I draw two principal conclusions. First, the failure of economic analysis to stimulate fundamental reform of media regulation is due largely to the fact that policy makers have greater incentives to focus on the allocation of economic rents among interest groups than to promote consumer welfare.
Second, it is clear that IP-based technology is replacing old media such as newspapers and broadcast stations. The technology has the potential to greatly enhance competition and diversity, and to reduce the cost of access by consumers and suppliers to each other. However, regulation is not likely to be reduced, because a whole new rationale for media regulation is being developed. The new rational will be a market failure, based on the adverse welfare effects of competitive media content that is responsive to consumers’ cognitive impairments.
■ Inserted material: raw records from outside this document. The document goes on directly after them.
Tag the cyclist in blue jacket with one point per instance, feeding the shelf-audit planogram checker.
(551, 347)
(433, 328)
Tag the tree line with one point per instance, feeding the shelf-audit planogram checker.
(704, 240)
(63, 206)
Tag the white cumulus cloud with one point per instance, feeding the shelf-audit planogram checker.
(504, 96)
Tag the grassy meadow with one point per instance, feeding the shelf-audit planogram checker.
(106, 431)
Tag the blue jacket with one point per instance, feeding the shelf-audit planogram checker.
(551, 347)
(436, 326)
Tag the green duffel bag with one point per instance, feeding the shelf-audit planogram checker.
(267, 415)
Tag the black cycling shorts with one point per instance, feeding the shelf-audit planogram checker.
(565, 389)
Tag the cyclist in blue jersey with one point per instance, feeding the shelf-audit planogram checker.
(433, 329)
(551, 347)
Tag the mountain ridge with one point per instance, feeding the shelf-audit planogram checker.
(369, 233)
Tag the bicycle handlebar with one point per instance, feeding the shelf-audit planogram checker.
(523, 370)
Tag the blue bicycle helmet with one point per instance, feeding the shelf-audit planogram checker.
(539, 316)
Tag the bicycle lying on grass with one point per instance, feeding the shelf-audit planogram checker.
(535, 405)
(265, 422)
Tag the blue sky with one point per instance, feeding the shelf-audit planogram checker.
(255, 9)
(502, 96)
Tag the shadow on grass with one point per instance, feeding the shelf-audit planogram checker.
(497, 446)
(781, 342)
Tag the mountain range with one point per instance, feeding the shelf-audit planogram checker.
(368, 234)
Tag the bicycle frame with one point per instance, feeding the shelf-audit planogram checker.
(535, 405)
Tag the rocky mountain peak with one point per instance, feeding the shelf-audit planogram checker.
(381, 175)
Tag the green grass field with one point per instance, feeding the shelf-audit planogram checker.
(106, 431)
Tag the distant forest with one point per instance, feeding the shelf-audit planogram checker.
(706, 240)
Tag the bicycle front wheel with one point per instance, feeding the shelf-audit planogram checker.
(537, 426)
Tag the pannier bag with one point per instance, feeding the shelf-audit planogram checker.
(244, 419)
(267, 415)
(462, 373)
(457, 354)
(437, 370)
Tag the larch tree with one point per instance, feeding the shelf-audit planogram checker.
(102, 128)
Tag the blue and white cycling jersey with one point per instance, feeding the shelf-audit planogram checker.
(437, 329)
This paper was first presented at a 2009 University of Bayreuth conference on the future of public broadcasting in Germany. While my point of reference is media structure and policy in the United States, I believe that most of what I have to say is also applicable to other countries, including Germany and other members of the European Union. For example, new media technology is challenging the highly concentrated “public” structure of German television, and will continue to do so unless policymakers intervene. The externality rational for public television in Germany is of fading importance, but the argument for public control might be strengthened in the future by welfare-reducing market imperfections in commercial media content.